Moreover, the regulators have interpreted the CRA to grant community groups unprecedented leverage in the regulatory approval process for mergers and acquisitions. A protest from a community group or an individual, regardless of whether it is frivolous or substantive, can derail a transaction for many months. This practice by the regulators of delaying mergers when there is a protest, regardless of whether the protest has merit, has given community groups free license to extort contributions and pledges from banks in the midst of acquisitions.

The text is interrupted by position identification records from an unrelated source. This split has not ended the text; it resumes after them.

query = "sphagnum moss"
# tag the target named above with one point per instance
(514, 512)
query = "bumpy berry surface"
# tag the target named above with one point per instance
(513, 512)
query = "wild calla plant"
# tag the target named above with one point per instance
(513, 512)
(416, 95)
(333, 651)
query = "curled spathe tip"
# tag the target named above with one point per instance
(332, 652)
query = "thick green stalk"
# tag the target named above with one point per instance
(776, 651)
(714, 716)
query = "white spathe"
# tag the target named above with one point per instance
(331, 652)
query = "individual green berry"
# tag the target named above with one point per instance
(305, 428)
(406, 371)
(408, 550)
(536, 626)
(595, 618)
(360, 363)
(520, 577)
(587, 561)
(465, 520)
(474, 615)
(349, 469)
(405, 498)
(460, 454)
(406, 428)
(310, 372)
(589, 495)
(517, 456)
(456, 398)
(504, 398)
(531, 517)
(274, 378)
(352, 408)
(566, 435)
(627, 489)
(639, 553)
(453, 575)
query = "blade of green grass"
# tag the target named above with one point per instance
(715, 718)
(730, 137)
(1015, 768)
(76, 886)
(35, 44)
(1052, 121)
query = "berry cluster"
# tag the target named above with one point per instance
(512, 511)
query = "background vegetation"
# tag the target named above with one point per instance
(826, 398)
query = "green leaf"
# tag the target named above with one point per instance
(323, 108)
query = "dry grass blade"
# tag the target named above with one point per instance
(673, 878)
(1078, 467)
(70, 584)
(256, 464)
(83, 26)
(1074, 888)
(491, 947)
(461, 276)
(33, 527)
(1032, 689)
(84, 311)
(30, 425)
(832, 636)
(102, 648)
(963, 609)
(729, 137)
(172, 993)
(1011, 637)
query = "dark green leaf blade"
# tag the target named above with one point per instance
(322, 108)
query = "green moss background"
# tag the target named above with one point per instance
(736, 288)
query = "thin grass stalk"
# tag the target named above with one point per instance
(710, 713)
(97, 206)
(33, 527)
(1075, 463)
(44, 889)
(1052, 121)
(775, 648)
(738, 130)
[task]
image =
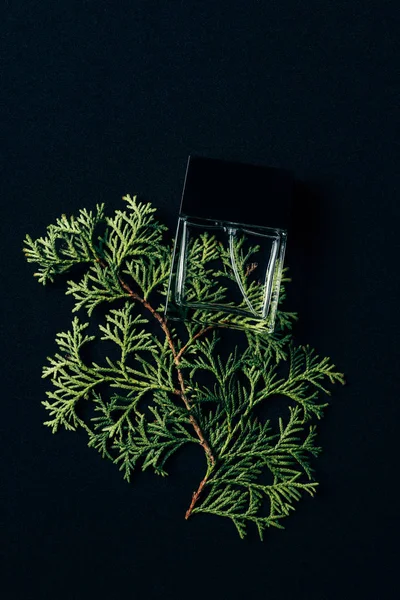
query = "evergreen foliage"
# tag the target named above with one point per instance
(150, 399)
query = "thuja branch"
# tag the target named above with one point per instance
(220, 416)
(177, 356)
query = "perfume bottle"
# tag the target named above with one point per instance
(230, 244)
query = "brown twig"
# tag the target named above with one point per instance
(182, 393)
(195, 497)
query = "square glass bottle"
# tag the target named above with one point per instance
(230, 245)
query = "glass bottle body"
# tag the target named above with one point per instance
(226, 273)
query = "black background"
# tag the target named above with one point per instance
(106, 98)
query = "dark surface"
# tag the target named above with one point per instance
(103, 99)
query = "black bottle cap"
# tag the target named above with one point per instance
(232, 191)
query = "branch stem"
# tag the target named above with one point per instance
(177, 357)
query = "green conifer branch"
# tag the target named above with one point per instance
(144, 406)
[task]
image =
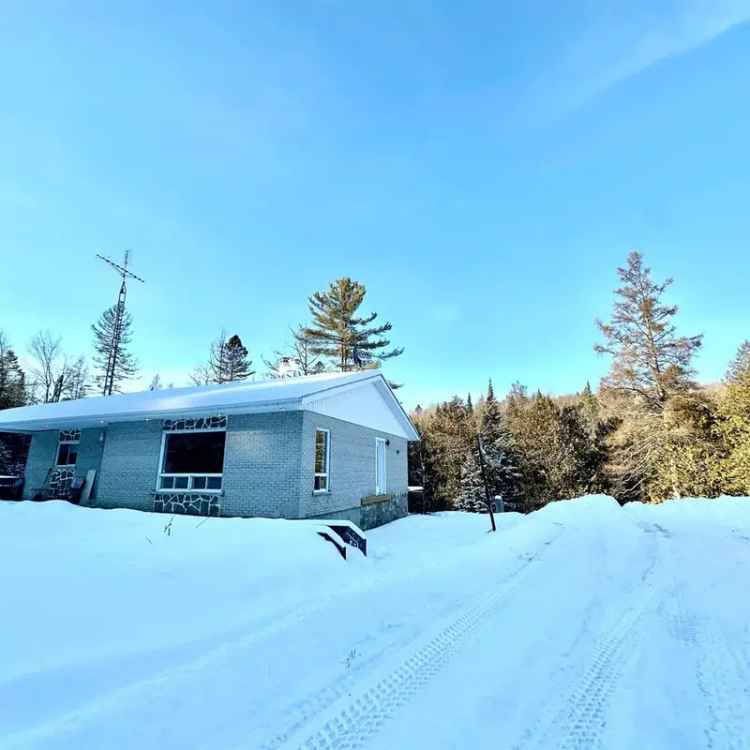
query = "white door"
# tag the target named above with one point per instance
(381, 482)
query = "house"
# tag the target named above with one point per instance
(324, 446)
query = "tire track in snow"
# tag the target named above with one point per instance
(337, 718)
(720, 669)
(581, 722)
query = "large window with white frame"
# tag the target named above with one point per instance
(322, 460)
(192, 461)
(381, 480)
(67, 447)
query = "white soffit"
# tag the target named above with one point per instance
(370, 404)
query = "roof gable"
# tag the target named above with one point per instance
(229, 398)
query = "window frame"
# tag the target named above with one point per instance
(67, 440)
(384, 489)
(327, 473)
(191, 476)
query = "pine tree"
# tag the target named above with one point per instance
(296, 360)
(590, 408)
(238, 362)
(111, 349)
(734, 427)
(228, 361)
(649, 360)
(740, 364)
(501, 463)
(471, 496)
(12, 377)
(338, 334)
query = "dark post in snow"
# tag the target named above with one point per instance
(487, 497)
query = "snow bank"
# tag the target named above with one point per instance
(127, 629)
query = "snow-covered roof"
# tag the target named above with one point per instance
(359, 397)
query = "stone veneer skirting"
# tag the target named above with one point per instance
(190, 504)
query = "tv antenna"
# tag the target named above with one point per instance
(114, 349)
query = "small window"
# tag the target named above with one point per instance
(192, 461)
(322, 458)
(67, 449)
(381, 481)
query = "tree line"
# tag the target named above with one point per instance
(649, 433)
(338, 337)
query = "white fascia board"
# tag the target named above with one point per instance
(101, 420)
(369, 402)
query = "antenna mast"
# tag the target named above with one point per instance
(114, 349)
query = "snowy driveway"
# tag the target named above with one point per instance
(581, 626)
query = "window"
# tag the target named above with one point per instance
(381, 481)
(192, 461)
(67, 448)
(322, 460)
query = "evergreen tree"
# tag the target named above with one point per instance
(297, 359)
(228, 361)
(238, 362)
(649, 360)
(740, 364)
(734, 428)
(12, 377)
(501, 462)
(471, 496)
(109, 346)
(590, 408)
(338, 333)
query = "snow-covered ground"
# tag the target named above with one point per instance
(583, 625)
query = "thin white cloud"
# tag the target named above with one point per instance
(621, 40)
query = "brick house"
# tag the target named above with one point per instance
(323, 446)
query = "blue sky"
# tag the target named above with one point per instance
(483, 168)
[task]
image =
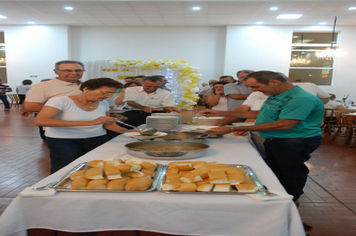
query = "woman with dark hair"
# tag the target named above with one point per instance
(217, 100)
(76, 124)
(21, 90)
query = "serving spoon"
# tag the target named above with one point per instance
(145, 131)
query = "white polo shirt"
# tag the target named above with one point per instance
(43, 91)
(160, 98)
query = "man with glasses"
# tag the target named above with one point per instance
(66, 83)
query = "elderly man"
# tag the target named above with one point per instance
(289, 120)
(146, 99)
(67, 83)
(237, 92)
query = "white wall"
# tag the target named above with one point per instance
(33, 50)
(268, 48)
(202, 47)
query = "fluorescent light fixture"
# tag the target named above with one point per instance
(289, 16)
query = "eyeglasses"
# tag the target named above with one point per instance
(68, 71)
(107, 92)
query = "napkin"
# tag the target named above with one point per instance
(280, 196)
(30, 192)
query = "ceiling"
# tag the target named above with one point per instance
(174, 13)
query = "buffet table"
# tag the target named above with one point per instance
(173, 213)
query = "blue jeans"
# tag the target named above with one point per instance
(286, 158)
(63, 151)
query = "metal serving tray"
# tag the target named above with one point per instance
(250, 173)
(63, 183)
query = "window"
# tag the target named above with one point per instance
(306, 64)
(3, 74)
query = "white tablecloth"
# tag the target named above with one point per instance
(185, 214)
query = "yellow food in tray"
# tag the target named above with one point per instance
(115, 175)
(201, 176)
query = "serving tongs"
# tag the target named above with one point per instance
(59, 181)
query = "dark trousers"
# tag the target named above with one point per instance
(286, 157)
(4, 100)
(21, 98)
(64, 151)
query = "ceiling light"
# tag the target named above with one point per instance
(289, 16)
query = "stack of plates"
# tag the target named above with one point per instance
(162, 123)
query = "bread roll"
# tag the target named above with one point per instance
(235, 178)
(138, 184)
(222, 188)
(94, 173)
(188, 187)
(191, 177)
(117, 184)
(217, 177)
(79, 182)
(97, 184)
(111, 171)
(205, 188)
(148, 165)
(125, 168)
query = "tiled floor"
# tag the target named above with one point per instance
(329, 202)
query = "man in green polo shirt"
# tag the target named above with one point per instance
(290, 121)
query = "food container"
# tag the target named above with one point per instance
(162, 123)
(167, 150)
(209, 120)
(184, 137)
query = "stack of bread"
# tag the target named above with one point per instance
(201, 176)
(115, 174)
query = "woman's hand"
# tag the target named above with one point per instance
(105, 120)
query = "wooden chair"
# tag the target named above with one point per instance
(15, 101)
(340, 123)
(328, 120)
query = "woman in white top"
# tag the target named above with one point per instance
(21, 90)
(217, 100)
(76, 124)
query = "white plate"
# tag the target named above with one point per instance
(243, 123)
(139, 136)
(199, 128)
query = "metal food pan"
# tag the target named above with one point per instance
(63, 183)
(167, 150)
(249, 172)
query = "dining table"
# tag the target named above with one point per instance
(220, 214)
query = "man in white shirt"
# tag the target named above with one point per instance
(143, 100)
(67, 83)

Shortening and simplifying the regulatory approval process for bank mergers. Post-crisis, the regulatory approval process for bank mergers has gotten longer and more complicated. However, it is still possible to get approval quickly. Less than two years ago, BB&T received regulatory approval for four acquisitions over a ten month period. Huntington received Federal Reserve approval to acquire FirstMerit within less than four months from the date the application was filed. However, recently, the regulatory approval process has taken a step backwards. Two well-constructed proposed mergers by experienced acquirers—New York Community Bancorp’s bid for Astoria Financial and Investors Bancorp’s bid for The Bank of Princeton—were both terminated because of the failure to obtain regulatory approval. Incidents such as these greatly undermine confidence in the regulatory approval process.

The financial crisis did enormous harm to the world economy. There is no debate that the regulators and the industry needed to rethink risk management, capital, liquidity and other safeguards. The resulting improvements in the regulatory architecture have been dramatic. However, they have been accompanied by regulatory overreach stemming from a populist philosophy and thoughtfully rethinking that philosophy can deliver swift and immediate benefits.